A glance at the clusters and sectors shows that the digital economy remains the principal creator of jobs. The clusters of ICT, media and the creative economy account for over half of all new jobs in Berlin Partner projects. Many of them emerge on the interface between the digital economy and other industries such as transport: For instance, VW opened its Digital:Lab in Berlin in 2016, where software specialists are working on a digital ecosystem to provide new mobility services and smart vehicle features.
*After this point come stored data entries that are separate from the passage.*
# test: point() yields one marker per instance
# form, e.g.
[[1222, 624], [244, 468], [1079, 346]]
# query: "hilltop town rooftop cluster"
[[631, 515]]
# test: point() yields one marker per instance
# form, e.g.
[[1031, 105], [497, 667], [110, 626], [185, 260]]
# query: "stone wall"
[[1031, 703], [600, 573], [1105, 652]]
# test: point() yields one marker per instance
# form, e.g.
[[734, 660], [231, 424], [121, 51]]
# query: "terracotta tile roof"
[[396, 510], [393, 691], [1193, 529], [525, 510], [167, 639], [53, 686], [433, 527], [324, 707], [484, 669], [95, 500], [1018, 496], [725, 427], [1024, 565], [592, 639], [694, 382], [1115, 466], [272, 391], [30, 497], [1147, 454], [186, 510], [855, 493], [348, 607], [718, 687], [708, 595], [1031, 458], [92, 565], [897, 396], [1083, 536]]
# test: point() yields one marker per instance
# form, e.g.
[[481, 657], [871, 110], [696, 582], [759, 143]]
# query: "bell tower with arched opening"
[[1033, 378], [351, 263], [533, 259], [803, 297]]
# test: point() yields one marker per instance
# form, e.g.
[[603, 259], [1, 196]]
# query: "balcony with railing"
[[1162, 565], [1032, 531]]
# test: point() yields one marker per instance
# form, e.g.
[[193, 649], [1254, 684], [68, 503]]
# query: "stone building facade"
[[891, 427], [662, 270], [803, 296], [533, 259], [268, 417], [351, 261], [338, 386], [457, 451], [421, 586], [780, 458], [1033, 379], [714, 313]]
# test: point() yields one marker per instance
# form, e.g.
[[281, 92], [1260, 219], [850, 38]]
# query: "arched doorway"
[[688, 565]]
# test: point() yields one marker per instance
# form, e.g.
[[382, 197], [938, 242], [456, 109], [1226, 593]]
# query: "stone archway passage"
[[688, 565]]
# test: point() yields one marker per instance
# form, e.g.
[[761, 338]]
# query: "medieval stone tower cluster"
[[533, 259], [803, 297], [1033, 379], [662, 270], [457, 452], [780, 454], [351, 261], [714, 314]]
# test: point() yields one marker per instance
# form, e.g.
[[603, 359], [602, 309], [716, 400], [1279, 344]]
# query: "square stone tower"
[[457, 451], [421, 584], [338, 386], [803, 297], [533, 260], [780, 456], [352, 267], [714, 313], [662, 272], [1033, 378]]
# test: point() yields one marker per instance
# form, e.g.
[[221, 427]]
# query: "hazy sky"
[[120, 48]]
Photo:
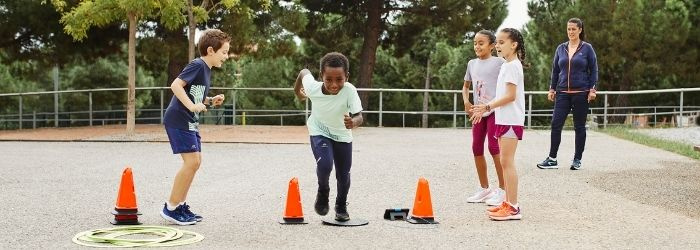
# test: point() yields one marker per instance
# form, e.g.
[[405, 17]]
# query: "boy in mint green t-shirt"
[[335, 111]]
The lab has since grown and now employs a staff of 50.
Both manufacturing and the start-up scene make a positive economic contribution to the city’s development across all clusters and sectors: Every 3rd new job in projects supported by Berlin Partner is created by a start-up, while the industrial sector continues to account for over half of all investments in the city. “Industrial companies come to Berlin because it is here that they find the digital natives they need to design how they will operate in the future. Berlin’s start-up scene is not merely sizeable, it has become extremely professionalized,” says Dr. Stefan Franzke, Spokesperson and Managing Director at Berlin Partner for Business and Technology. The ties between established enterprises and start-ups drive innovation and guarantee the creation and protection of jobs. One example is the collaboration between Ledvance and volatiles lighting: Berlin Partner brokered contact between the lighting giant (formerly part of the Osram Group) and the start-up specialized in innovative surface lighting solutions. Aside from opening the door for the start-up to tap into new markets and Ledvance to open up new possibilities in the smart home and business market, the cooperation is intended to secure jobs at the Berlin facility. volatiles has since moved to the factory grounds.
Third-party funding has also stimulated Berlin’s powerhouse economy. Here, Berlin Partner can look back on a successful year, acquiring €49 million in third-party funding, equivalent to a 30 percent increase. This area is driven by the health and optics sectors in particular. “The blend of established companies, the numerous start-ups and the innovative research environment found in the German capital provides an ideal setting for innovation projects,” emphasizes Andrea Joras, Managing Director at Berlin Partner for Business and Technology. “Berlin has developed into a leading region of science in Europe.” This year, for instance, will see the launch of WindNODE, a large-scale project in which 50 affiliated partners will spend four years working on solutions to feed large volumes of renewable energies into the electricity grids as efficiently as possible. WindNODE extends across all six federal states in the former East Germany. Involving partners from business and science, it is designed as a lighthouse project in the energy transition, with Berlin at its center. The Federal Ministry of Economic Affairs and Energy (BMWi) is funding WindNODE to the tune of roughly €36m.